The most common opening error: assuming turnover implies value. Buyers pay for earnings and the risk around them, not revenue. A high-revenue business with thin margins, an unpaid owner and one dominant client can be worth less than a much smaller business with contracted income and a manager running it. Owners anchored to revenue-based numbers reject good offers and hold on too long.
Owner dependence is a discount in waiting: by the time a buyer tests who the clients call, it is too late to fix, costing a lower multiple plus earn-outs. Unverifiable books destroy value twice: the buyer rebuilds earnings downwards, then applies a lower multiple to the rebuilt figure. Since UAE corporate tax, an audit is the cheapest multiple improvement available.
A valuation is built around its purpose: an insurance figure is not a sale price, a bank collateral assessment is not a buyout value, and an online calculator output is not a GDRFA-accepted Golden Visa valuation.
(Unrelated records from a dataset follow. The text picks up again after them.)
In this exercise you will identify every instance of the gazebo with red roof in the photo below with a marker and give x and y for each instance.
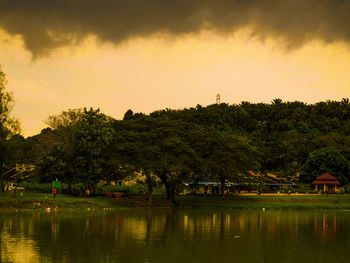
(326, 180)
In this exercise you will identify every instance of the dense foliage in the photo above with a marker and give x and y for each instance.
(218, 142)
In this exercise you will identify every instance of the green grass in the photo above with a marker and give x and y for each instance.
(43, 201)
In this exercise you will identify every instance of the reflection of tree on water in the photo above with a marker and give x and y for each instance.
(178, 235)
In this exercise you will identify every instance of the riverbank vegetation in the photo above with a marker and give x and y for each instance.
(219, 142)
(43, 201)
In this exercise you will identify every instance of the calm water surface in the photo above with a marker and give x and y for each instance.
(189, 235)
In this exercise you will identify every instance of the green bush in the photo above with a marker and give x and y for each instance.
(37, 187)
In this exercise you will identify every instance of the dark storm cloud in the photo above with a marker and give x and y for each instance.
(47, 24)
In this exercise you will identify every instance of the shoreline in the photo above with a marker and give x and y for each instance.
(38, 201)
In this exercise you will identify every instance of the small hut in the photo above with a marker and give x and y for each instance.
(326, 180)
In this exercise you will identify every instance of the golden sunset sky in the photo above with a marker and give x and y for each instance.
(149, 55)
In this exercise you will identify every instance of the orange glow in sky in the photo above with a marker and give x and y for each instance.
(157, 72)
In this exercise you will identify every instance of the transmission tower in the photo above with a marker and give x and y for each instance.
(218, 99)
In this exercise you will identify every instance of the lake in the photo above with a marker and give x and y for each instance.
(179, 235)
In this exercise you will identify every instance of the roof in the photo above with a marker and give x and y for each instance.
(326, 179)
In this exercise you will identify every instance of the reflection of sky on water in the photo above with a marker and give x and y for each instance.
(143, 235)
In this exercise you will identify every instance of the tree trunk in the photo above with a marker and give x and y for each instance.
(149, 189)
(70, 187)
(170, 191)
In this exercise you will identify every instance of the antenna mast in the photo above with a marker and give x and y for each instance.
(218, 99)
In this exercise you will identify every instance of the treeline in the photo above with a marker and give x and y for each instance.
(218, 142)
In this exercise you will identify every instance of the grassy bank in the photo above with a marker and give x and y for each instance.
(44, 201)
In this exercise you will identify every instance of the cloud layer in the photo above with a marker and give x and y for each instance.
(47, 24)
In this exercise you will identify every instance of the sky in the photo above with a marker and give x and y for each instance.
(147, 55)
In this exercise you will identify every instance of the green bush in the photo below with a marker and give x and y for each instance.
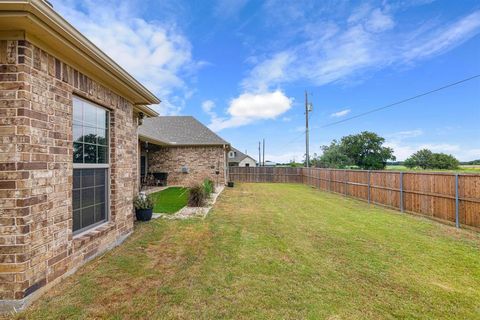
(196, 196)
(208, 187)
(142, 202)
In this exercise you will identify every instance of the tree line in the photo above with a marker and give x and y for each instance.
(366, 150)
The most expensive mistake is timing: learning your defensible value only when an offer arrives leaves no time to fix anything. The owners who do best track value annually and fix suppressors years ahead.
What is the most common business valuation mistake?
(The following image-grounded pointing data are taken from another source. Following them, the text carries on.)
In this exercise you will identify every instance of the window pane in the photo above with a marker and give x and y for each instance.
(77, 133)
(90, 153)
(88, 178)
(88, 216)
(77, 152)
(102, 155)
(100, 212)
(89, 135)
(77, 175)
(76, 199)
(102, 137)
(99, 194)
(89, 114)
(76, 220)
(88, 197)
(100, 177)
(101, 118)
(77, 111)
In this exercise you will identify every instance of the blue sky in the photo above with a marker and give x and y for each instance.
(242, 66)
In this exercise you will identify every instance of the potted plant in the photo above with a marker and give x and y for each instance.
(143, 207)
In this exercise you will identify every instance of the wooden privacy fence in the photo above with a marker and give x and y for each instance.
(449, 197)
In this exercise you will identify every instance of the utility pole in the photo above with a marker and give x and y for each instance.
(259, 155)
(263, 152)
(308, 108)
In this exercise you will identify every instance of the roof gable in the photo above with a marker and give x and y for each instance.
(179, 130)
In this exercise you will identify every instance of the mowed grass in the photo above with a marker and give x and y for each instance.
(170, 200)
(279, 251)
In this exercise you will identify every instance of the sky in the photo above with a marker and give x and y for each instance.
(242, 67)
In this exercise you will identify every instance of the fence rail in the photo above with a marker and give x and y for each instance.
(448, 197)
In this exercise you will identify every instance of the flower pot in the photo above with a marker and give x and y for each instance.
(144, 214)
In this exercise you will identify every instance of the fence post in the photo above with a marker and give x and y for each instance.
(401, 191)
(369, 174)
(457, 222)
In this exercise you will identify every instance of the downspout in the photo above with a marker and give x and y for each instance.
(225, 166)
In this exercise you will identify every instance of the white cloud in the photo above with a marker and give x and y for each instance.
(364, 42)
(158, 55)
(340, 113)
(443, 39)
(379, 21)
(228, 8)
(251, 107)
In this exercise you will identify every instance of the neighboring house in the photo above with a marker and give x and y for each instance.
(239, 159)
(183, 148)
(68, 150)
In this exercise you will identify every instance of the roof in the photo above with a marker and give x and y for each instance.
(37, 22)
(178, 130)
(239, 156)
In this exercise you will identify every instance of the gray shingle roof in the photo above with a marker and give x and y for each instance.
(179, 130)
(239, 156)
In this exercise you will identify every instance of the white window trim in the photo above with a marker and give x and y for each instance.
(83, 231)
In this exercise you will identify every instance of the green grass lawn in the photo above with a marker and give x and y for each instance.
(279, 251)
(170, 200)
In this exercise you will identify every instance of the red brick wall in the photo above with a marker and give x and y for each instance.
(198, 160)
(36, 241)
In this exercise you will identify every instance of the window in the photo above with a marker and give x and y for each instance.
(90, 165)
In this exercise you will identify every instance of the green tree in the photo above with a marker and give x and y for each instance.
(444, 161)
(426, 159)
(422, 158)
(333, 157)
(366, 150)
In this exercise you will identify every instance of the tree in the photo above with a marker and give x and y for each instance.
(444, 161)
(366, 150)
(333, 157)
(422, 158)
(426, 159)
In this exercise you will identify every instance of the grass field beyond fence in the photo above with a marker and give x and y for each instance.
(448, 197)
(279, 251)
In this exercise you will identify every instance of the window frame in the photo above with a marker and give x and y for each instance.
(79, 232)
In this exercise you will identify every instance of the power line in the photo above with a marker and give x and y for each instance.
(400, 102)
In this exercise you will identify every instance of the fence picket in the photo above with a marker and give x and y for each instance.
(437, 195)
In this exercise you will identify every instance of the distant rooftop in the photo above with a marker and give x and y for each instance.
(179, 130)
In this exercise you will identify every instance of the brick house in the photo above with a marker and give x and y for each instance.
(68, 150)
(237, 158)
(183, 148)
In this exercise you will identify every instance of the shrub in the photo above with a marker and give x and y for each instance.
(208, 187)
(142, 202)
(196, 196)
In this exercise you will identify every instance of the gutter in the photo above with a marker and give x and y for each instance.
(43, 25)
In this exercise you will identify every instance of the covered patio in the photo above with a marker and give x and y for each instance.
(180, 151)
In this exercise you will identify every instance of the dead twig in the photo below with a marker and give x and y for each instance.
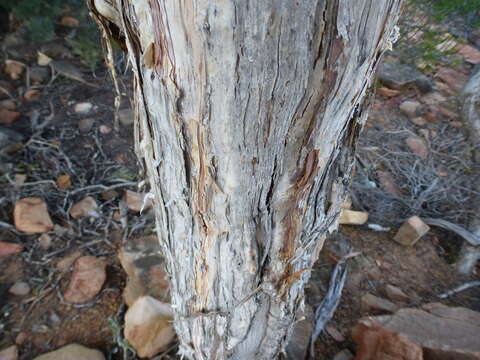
(471, 238)
(460, 288)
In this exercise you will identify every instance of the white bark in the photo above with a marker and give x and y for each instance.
(248, 115)
(469, 255)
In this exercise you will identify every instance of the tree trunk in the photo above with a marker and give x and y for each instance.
(469, 255)
(247, 117)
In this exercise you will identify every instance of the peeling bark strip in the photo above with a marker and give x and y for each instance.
(247, 117)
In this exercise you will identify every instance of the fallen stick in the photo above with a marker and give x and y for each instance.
(459, 289)
(329, 304)
(471, 238)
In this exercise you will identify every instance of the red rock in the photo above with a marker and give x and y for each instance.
(434, 332)
(31, 216)
(411, 231)
(7, 117)
(410, 108)
(471, 54)
(32, 94)
(87, 207)
(454, 79)
(9, 248)
(375, 303)
(14, 69)
(334, 333)
(396, 294)
(417, 146)
(87, 279)
(10, 353)
(8, 104)
(376, 343)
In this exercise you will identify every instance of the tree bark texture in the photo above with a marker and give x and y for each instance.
(247, 117)
(469, 255)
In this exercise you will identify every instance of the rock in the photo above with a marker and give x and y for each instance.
(411, 231)
(72, 352)
(344, 355)
(21, 338)
(43, 59)
(87, 279)
(297, 347)
(126, 117)
(39, 74)
(434, 98)
(375, 343)
(87, 207)
(347, 204)
(56, 50)
(410, 108)
(8, 104)
(31, 216)
(334, 333)
(83, 108)
(419, 121)
(10, 353)
(9, 248)
(105, 129)
(417, 146)
(109, 195)
(14, 69)
(386, 92)
(399, 76)
(135, 201)
(375, 303)
(471, 54)
(45, 241)
(447, 114)
(396, 294)
(66, 262)
(148, 326)
(85, 125)
(7, 117)
(69, 21)
(64, 181)
(32, 94)
(387, 183)
(453, 78)
(434, 332)
(350, 217)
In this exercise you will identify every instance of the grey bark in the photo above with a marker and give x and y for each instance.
(469, 255)
(247, 117)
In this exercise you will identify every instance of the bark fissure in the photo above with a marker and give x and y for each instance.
(247, 117)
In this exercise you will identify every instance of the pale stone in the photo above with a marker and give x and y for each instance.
(148, 326)
(72, 352)
(411, 231)
(351, 217)
(31, 216)
(10, 353)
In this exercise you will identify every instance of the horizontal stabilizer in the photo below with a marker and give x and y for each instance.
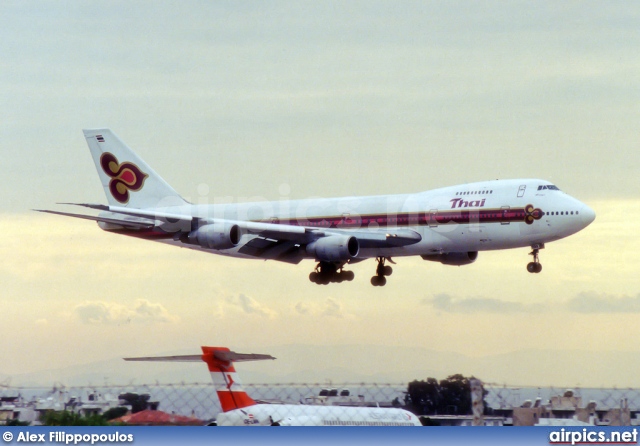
(225, 356)
(115, 221)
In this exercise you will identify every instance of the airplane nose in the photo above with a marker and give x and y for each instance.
(587, 215)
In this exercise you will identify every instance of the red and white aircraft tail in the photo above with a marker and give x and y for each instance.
(239, 409)
(225, 379)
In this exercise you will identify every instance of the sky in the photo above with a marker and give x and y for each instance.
(286, 100)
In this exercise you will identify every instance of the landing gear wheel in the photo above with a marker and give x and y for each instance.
(327, 272)
(535, 266)
(382, 270)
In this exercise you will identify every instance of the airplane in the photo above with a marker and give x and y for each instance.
(449, 225)
(239, 409)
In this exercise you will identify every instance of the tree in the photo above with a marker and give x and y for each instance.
(450, 396)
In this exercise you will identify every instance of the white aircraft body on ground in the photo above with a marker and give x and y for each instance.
(239, 409)
(448, 225)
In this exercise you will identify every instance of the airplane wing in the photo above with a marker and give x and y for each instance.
(271, 241)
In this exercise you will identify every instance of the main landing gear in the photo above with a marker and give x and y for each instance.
(382, 270)
(327, 272)
(535, 266)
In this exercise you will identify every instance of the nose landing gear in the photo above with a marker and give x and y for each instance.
(327, 272)
(382, 270)
(535, 266)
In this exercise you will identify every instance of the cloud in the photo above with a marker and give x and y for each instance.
(301, 308)
(332, 308)
(444, 302)
(249, 305)
(591, 302)
(109, 313)
(329, 308)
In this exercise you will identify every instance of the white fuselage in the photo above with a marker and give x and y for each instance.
(471, 217)
(301, 415)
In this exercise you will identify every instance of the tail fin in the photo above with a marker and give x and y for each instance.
(225, 379)
(127, 180)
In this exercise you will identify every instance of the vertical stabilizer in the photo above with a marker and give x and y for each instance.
(225, 379)
(127, 180)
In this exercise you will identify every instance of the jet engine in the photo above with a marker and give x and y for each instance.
(334, 248)
(453, 258)
(215, 236)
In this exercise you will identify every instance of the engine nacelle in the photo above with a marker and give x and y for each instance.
(215, 236)
(334, 248)
(453, 258)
Anchoring on revenue. Buyers pay for normalised earnings and the risk around them, not turnover. Owners fixated on revenue-based numbers reject reasonable offers and negotiate against themselves.
Can I use one valuation report for any purpose?
No. A valuation is built around its purpose. Insurance, bank collateral, partner buyouts, tax, disputes and Golden Visa applications each have different requirements, and using a report prepared for one purpose in another commonly causes rejection or delay.
When should I get my business valued?
Before you need the number. An annual rough check plus an independent baseline valuation two to three years before any likely sale, dispute or application gives time to fix the issues that suppress value, while they are still cheap to fix.